Don't go around flaunting China's wallet. Russia is far worse a threat and they have no more money than Spain. As with projection power... Britain is stronger and so France. This pretty much means that going by that, they are pretty weak.

Then again, Russia did show us why "power projection" is bullshit. Numbers matter more than anything in the end.



Zaru said:


> Enjoy it while you can. Bigger powers have fallen



Russia fell... for a little while 



Blue said:


> Lol, this guy is serious.
> 
> Bro, Japan would win a naval war with China. Never mind America.



This is where I draw the line.

Area 11 stands no bloody chance in hell. They are in the same league, and China still has the numbers and lack of restraint by their side, so you'd better shut up before you piss of the scarlet zerg.



Mael said:


> FffffffHAHAHAHAHAHAHAHAHA oh somebody's either a smarmy liberal or a Chinese.
> 
> You're cute, newbie.
> 
> And Blue, don't mind the Euro.  He's just mad his fucking country produced the causes of both world wars.



And I feel you're riding an unrealistic horse here. Do you understand that a war between China and the US winds up with a deserted China and America gets 50 new countries?



Blue said:


> I'm 100% not. Japan has a vastly technologically superior, similarly-sized fleet of warships, specifically geared to put the kibosh on China.
> 
> And China's... what, 600? "coastal craft" and "amphibious warfare" ships? The US and Japan have those too, they're called "coast guards".
> 
> ...



Yeah... don't forget that when Nihon is leveled.



Savior said:


> Like your crazy high debt.
> Like social unrest
> Like income inequality
> etc etc
> ...



Agreed. The United States has unusual endurance, but there have been longer lasting empires...

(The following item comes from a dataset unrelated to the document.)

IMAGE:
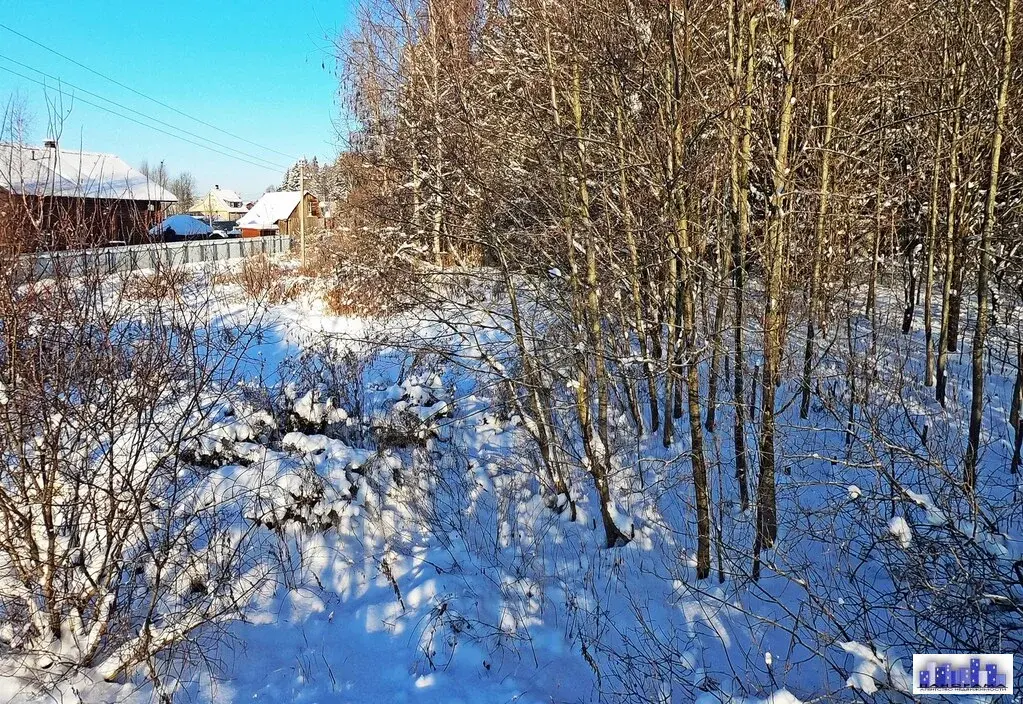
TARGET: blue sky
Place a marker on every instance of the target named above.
(262, 71)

Ironically, China is one of those.



Mael said:


> Even your own intelligent Canadians see behind your smugness.



Neither can Americans...



Mael said:


> For starters the debt is symbiotic.  The US cannot simply default while China cannot simply say "lolno" and then toss everything aside to fight the US.  The fact that China has emerged economically means that it has also placed itself in a fragile position within economies.  It is surrounded by nations that are less than privy to allow Chinese dominance, most notably the sizable navies of Japan and South Korea.  All North Korea is for China is a convenient meat shield.  China has destroyed its soft power abilities with Vietnam, the Philippines, etc., and is still incredibly dependent on resources and exporting cheap goods.  Nothing of the military that is vital is made in China and the only other nation that shares its tech deeply with the US is Israel.
> 
> How long would it take for China to pump all this out in such cramped compartments?  It's not as long and expansive as Russia is, for example.  Most of its land is unusable for factories and sparsely populated, instead crammed all together along the coast.  China is not Russia in the sense that it became a superpower by sheer military might.  China made itself a subject of the market and lemme tell you that the market would fuck China over in a heartbeat if China wanted to no longer turn a profit.  Also you mistake long ground wars for naval engagements, something the US is very fucking good at since the days of Midway.
> 
> You're just a pro-China wanker that wants to spout empty rhetoric instead of looking at the realities of things.  Now I suggest you crawl into your little hole, suck on some lo mein noodles, and masturbate to Sun Tzu before you make a further ass out of yourself.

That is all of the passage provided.